Intervention group results
The intervention group were presented with a broad range of open-ended questions which provided for increased encouragement, to foster speculation and trial and error and talk that fostered the potential for sustained, shared thinking, exploration and talking. When the intervention group were then exposed to mathematical activities outside of the intervention project, very few (only 3 out of 24 children) looked for support from an adult to start and complete a task, there was a huge rise in independent problem-solving (19 out of 24 children displayed this) and much-increased independence in both number and shape, space and measure activities – 19 out of 24 children and 20 out of 24 children respectively. Again, use of mathematical language remained high (22 out of 24 children) but the difference when observed this time was more sophisticated use of said language to explain and guide peers during their activities – the children in the intervention group were observed to be directly applying their knowledge of mathematical language to other tasks and in more creative and critical ways.
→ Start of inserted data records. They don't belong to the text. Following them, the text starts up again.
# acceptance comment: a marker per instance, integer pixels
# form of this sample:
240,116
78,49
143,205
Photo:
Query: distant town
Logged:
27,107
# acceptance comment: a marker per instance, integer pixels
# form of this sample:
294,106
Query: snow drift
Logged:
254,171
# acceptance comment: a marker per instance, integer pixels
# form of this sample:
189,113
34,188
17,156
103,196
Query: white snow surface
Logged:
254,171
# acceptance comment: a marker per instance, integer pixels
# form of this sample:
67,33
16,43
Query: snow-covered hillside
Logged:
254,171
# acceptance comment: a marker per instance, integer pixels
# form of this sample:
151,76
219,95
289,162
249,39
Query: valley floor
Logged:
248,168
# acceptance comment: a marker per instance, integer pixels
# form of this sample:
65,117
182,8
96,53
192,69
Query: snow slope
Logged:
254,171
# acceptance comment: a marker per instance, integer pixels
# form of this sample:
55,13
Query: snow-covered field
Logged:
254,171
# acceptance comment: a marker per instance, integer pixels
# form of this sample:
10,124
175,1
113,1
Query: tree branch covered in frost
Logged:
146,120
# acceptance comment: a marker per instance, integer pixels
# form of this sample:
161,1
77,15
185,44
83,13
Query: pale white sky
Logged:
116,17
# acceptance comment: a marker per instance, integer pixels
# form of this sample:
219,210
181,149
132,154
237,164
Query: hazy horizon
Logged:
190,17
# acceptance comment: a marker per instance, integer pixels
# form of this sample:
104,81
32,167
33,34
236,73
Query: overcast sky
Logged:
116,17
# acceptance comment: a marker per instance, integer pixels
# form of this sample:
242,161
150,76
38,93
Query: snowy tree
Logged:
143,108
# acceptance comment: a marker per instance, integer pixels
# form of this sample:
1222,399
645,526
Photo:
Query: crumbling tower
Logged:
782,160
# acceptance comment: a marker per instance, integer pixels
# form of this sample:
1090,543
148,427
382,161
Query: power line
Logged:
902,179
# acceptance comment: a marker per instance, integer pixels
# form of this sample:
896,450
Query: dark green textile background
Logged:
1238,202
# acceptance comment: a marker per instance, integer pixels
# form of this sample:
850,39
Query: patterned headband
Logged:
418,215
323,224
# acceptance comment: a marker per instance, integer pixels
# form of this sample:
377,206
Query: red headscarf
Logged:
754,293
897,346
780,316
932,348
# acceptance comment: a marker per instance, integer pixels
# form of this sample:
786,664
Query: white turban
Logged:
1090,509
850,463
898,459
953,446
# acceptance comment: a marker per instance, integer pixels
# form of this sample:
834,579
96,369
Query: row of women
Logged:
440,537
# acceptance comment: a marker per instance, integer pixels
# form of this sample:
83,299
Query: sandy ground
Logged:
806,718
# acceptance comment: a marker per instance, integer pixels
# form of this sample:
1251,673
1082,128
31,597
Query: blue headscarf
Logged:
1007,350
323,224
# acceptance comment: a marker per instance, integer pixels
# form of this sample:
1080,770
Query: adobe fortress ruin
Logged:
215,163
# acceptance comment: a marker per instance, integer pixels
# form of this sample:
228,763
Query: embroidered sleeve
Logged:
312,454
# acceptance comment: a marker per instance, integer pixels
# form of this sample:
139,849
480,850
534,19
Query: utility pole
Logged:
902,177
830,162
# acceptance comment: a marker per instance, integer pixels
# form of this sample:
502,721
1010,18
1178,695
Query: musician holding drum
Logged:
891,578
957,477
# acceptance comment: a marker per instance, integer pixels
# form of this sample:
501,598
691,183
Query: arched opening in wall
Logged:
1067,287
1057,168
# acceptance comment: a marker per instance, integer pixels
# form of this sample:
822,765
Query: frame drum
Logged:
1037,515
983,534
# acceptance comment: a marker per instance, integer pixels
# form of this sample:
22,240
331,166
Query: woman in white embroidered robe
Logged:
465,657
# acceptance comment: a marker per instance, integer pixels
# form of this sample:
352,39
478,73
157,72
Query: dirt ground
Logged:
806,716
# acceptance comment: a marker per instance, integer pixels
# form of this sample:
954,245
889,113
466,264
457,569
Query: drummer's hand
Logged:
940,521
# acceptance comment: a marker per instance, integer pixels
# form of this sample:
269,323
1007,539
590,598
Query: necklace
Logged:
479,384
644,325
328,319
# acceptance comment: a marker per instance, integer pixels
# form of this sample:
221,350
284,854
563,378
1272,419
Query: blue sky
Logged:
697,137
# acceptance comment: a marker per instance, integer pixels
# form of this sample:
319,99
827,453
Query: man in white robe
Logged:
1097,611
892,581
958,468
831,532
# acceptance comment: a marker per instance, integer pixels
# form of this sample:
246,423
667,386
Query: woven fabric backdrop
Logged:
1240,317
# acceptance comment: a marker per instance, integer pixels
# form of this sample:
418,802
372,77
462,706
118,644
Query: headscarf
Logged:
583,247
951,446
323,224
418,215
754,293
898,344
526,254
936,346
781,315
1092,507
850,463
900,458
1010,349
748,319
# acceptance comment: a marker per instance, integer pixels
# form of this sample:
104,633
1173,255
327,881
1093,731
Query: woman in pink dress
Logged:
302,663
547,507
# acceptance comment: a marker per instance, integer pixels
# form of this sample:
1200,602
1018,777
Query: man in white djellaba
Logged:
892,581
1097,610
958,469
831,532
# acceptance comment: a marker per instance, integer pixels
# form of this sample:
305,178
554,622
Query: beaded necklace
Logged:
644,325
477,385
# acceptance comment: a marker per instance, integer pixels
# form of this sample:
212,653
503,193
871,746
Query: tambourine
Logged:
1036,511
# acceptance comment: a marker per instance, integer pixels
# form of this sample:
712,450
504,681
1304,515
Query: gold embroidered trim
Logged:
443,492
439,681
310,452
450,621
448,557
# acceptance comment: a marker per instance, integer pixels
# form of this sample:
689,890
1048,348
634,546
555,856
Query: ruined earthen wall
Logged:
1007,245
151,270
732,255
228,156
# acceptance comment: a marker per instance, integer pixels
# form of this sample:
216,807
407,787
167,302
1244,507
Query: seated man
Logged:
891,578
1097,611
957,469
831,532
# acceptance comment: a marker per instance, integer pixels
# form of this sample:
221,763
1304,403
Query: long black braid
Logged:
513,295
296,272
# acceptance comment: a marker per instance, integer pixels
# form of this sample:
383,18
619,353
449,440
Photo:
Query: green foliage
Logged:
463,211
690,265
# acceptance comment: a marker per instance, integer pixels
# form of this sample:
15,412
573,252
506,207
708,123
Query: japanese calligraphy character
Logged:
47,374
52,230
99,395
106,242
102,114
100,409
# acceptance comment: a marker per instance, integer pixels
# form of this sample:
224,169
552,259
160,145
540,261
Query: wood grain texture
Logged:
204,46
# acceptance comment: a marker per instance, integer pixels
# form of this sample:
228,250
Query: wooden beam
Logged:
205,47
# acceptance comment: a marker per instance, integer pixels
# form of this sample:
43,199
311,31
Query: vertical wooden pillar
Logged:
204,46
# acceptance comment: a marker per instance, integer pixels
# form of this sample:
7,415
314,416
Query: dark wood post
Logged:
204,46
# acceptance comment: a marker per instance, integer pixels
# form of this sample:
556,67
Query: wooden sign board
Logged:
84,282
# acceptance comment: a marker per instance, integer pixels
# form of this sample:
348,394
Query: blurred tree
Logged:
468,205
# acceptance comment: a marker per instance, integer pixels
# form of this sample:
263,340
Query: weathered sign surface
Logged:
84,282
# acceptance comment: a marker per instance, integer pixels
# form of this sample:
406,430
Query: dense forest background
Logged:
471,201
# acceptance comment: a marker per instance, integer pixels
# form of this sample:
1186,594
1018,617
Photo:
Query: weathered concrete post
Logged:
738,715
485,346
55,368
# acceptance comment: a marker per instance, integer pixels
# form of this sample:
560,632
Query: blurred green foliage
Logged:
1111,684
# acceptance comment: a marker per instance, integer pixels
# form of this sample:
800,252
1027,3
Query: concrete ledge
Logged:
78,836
Rest assured then, that your children are in very safe and capable hands in our St. Helen’s College classrooms. Continuing our open-ended style of questioning actively encourages them to be successfully motivated by the pursuit of learning and discovery for their own sake; their resulting excitement has been captured through my purposeful observations and research of their language and independence. Each day, they are supported in finding out answers for themselves and ringing out in each classroom are the “ers” and “ums” of not knowing, followed by the wonderful “oohs” and “ahs” of learning - the sounds of awe and wonder in action, of learning itself, of meaning being made. The skill, knowledge and understanding of our wonderful staff team has been research-proven to allow your children to reflect en route to becoming lifelong learners, ensuring that they are offered a less fixed view of the world - one where curiosity and investigation, rather than correct solutions and consensus-building, fuel their investigations.
So, what will you ask your child to elicit thinking, learning and wondering about the world this weekend? Now that’s a good question.